Thank you SNL and Time’s Nancy Gibbs

 

During the Democratic primaries, I was one of those 18 Million people who voted for Hillary. After learning more about Obama and his wife, and Joe Biden, I am still on the course to elect Obama. Even days after John McCain announced Sara Palin as his pick for the V.P., I kept repeating to myself: “stay the course, stay with Obama”. But, recently, there has been talk about who Obama really is for not picking Hillary.

Now, after watching the SNL skit with Amy Poehler who played Hillary and Tina Fay who played Sarah, I am really pissed. Amy and the writers nailed it by having the Hillary character say what we’ve all been thinking. Hillary worked so hard and then out of blue comes a woman, that NO one knows and did little work, who is now one seat away from the White House. Isn’t it crazy to think the amount of energy, time and sexist crap Hillary put up with for the last 18 months, and now she has to watch a female possibly become the next Vice President? What happened, Obama? I can understand that you had no idea McCain would pull one out of left field. But still… you could have been the one.

I am still on the course with Obama, but deep down inside, I am thinking and feeling exactly what Nancy Gibbs of Time Magazine is. Check out her editorial from Thursday, September 4, 2008.

“Can Palin Escape the Parent Trap?”, By Nancy Gibbs

Almost overnight, Sarah Palin replaced Hillary Clinton as the screen on which we project our doubts and hopes about women and success. In noisy public forums, everyone seemed suddenly certain of beliefs they used to reject: of course a woman can manage five kids and the vice leadership of the free world, said conservative defenders previously known for asserting a woman’s need to submit to her husband. Of course she has no business putting her family through this, said liberal opponents better known for insisting women should submit to no one.

But in quieter places, such as my inbox and my subconscious, there has been nothing like that kind of certainty. Instead, it has been the conversation that never ends — the one about how we juggle and who we judge — and I don’t think I know any woman, working or not, who feels she has gotten it exactly right. I do know we share a deep revulsion at having choices made for us and values thrust upon us, which is why Palin has our instincts tied up in such intricate knots.
We are accustomed, after centuries of experience, to ambitious fathers whose parental failures are glossed over and swept under the rug by devoted wives and complicit courtiers; we only learn about the train wrecks of famous families when we read the memoirs. When a man at the height of his powers announces he will be Spending More Time with His Family, it translates as: he messed up big-time, didn’t have what it takes.
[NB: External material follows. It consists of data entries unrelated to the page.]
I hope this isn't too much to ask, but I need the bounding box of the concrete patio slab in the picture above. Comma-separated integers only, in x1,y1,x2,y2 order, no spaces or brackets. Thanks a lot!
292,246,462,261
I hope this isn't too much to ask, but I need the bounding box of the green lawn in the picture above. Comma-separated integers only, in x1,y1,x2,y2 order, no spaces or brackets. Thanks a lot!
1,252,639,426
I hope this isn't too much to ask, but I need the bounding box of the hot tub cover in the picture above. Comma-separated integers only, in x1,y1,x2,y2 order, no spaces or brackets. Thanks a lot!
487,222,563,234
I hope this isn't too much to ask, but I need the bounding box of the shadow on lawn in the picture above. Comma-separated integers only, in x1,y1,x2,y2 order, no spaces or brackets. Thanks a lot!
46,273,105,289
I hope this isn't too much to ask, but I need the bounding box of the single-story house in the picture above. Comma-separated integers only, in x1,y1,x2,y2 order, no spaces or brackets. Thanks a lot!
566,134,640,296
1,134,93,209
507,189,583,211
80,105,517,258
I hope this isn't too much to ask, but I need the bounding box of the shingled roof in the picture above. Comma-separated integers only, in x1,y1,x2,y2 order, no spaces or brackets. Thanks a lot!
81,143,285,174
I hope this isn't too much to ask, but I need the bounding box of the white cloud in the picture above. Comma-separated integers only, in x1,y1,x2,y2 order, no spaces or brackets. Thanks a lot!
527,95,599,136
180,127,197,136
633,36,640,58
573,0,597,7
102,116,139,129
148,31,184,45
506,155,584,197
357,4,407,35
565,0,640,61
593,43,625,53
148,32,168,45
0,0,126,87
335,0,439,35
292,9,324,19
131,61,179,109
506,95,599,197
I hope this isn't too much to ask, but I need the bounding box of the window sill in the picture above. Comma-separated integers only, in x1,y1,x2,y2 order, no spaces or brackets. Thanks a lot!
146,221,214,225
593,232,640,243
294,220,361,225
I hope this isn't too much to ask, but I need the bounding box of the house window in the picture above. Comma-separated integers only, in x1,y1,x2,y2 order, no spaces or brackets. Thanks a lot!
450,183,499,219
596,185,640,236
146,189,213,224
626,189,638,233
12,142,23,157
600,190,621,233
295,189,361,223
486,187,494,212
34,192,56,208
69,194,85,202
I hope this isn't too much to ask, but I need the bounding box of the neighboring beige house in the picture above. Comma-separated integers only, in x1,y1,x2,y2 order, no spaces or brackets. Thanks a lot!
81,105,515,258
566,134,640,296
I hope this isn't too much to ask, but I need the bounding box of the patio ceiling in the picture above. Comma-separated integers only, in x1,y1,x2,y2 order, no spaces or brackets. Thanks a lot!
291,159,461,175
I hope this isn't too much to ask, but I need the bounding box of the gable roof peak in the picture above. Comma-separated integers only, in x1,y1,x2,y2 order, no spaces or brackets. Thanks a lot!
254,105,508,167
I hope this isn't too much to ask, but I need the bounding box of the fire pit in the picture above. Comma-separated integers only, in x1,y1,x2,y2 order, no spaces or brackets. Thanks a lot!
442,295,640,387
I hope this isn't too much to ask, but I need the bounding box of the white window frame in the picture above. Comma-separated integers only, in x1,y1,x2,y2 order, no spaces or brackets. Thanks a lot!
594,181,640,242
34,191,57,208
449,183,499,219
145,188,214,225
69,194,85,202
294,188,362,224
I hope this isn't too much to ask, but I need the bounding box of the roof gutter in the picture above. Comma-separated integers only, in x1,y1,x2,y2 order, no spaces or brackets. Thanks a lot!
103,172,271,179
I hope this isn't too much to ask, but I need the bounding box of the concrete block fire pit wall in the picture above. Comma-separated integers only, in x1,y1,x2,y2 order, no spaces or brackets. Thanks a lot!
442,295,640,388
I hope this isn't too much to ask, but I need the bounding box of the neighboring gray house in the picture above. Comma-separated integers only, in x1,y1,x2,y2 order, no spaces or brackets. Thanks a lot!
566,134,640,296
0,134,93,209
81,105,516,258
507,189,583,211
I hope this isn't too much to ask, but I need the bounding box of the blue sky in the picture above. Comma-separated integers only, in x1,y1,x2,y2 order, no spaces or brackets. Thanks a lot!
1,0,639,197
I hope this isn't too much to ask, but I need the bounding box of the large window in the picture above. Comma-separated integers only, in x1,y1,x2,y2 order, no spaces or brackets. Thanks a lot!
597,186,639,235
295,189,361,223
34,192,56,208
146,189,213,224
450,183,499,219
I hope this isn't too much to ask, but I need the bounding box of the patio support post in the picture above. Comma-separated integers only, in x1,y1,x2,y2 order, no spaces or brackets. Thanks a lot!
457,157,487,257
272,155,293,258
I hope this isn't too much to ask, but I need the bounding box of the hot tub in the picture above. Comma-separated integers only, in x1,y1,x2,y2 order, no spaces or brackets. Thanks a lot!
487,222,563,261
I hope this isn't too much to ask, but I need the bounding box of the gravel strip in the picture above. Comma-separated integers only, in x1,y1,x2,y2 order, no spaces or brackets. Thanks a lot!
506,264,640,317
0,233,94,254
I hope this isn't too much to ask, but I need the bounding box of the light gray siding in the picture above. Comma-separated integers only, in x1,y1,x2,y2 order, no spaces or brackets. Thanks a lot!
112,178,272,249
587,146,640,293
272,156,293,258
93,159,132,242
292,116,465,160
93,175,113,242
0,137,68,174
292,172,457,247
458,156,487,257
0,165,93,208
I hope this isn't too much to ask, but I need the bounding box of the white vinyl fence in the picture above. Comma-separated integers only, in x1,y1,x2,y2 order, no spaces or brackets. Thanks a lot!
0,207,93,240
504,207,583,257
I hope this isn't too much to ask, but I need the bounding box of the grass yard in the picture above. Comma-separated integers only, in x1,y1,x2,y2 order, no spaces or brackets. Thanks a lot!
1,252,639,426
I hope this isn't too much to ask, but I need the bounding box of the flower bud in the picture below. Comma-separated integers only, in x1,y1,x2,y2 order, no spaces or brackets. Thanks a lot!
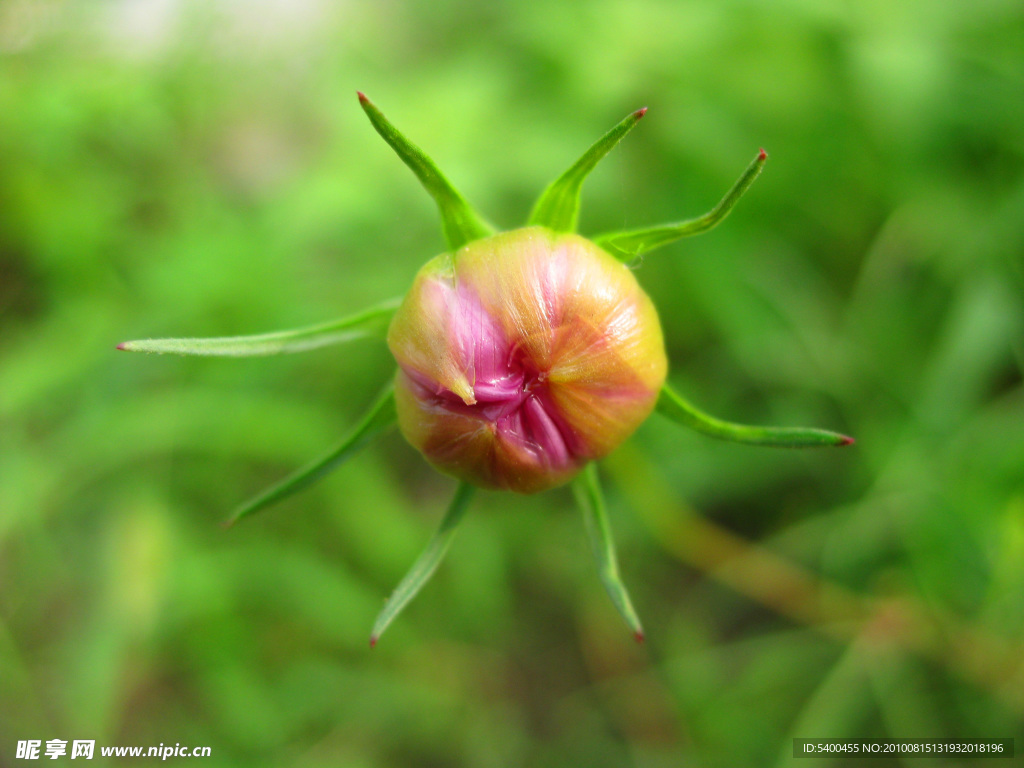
388,226,668,493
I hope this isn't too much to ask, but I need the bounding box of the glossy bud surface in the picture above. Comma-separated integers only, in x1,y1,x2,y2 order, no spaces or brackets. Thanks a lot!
388,226,668,493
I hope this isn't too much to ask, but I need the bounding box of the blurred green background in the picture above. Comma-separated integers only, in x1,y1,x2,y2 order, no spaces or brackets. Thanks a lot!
2,0,1022,765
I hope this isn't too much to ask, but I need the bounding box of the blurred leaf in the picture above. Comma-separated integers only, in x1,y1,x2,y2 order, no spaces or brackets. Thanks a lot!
777,643,874,767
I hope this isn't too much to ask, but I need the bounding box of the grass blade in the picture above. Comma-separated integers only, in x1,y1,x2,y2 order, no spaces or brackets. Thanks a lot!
573,463,645,642
595,149,768,262
117,298,400,357
358,92,493,251
225,385,397,526
370,482,476,647
528,107,647,233
657,383,854,448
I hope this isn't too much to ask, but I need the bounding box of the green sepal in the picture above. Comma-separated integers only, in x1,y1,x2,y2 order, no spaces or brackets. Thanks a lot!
657,383,854,448
225,385,397,526
572,463,645,642
595,149,768,263
117,298,400,357
528,107,647,233
370,482,476,647
357,92,493,251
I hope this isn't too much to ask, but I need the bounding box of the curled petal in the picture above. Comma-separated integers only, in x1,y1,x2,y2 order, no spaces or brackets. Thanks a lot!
389,227,668,493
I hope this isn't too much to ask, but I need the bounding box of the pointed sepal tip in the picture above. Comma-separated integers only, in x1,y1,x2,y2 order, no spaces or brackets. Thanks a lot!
657,384,855,449
595,146,770,262
574,465,647,640
355,91,493,251
368,483,476,646
528,106,648,233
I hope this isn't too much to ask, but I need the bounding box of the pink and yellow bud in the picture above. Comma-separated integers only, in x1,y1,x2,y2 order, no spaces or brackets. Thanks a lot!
388,226,668,493
115,95,854,645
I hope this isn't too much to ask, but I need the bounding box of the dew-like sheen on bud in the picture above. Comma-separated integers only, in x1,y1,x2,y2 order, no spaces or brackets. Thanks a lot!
388,226,668,493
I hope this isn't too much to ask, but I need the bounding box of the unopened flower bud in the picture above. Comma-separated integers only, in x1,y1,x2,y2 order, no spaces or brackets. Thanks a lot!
116,95,853,643
388,226,668,493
But now we are presented with the unfolding complexity of an ambitious woman, one prepared to be Spending Less Time with Her Family, to play by the boys’ rules, to break the glass ceiling Clinton softened for her. I couldn’t help thinking as I watched Palin’s debut that she was the most macho candidate we’ve seen in years, the point guard turned sportscaster aiming her M-16, shooting her moose, taking on the good-old boys. And yes, balancing BlackBerry and breast pump, with a beautiful family that includes a son heading to Iraq, a pregnant teenage daughter and a 4-month-old with special needs. She’s willing to put Country First. Should she be punished for doing something we reward men for doing?

Just to complicate the picture a little more: the week before the Republicans gave us Sarah Palin, the Democrats offered up Joe Biden as a man who could feel my pain; who, after his wife and daughter’s fatal car accident, had to be talked out of giving up his Senate seat because he wanted to be at his sons’ side; who, if voters know nothing else about him, know that he takes the train home to Delaware every night and has never missed a soccer game.

So I come back to the moment when John McCain invited Palin to become the first woman on a Republican ticket. Together they could make history, perhaps make the world a better place. I have to wonder: Did she know her daughter would become a late-night punch line? However unconditionally supportive, did she tell Bristol she’d have to stay backstage or hold her baby brother in pictures in a way that hid her own baby until a media strategy had been set for telling the public her most private secrets? Ordinarily, such revelations are choreographed well in advance — only this time, there was no advance. The pregnancy was something of an open secret in Alaska, where respect for privacy and small-town sympathy may have allowed a governor to imagine that the impact would be minimal. But America isn’t Alaska, and the national stage is no small town. McCain may have given her a chance that women have been waiting for years. But he has also been through this before, faced the kind of scrutiny for which nothing can really prepare you. Did he warn her about what lay ahead?

We don’t really know Sarah Palin and can’t possibly know what calculations and compromises she has made. We do know one thing, however: She was given very little time to make this choice. Every working mother lives a life of what-ifs and should-Is, birthdays missed for the important meeting and meetings missed because a child was sick. Yes, many men face these choices too, but it’s mainly the women in my life whom I hear agonize over them, applauding friends who make the hard climb but also those who walk away. We still don’t have many role models, because both professional success and successful parenting take so much time and heart and sweat and sleepless nights. So it’s hard to watch an accomplished woman walk the tightrope under lights this bright and with stakes this high; we don’t want it to look too easy, but we don’t want to see her fall.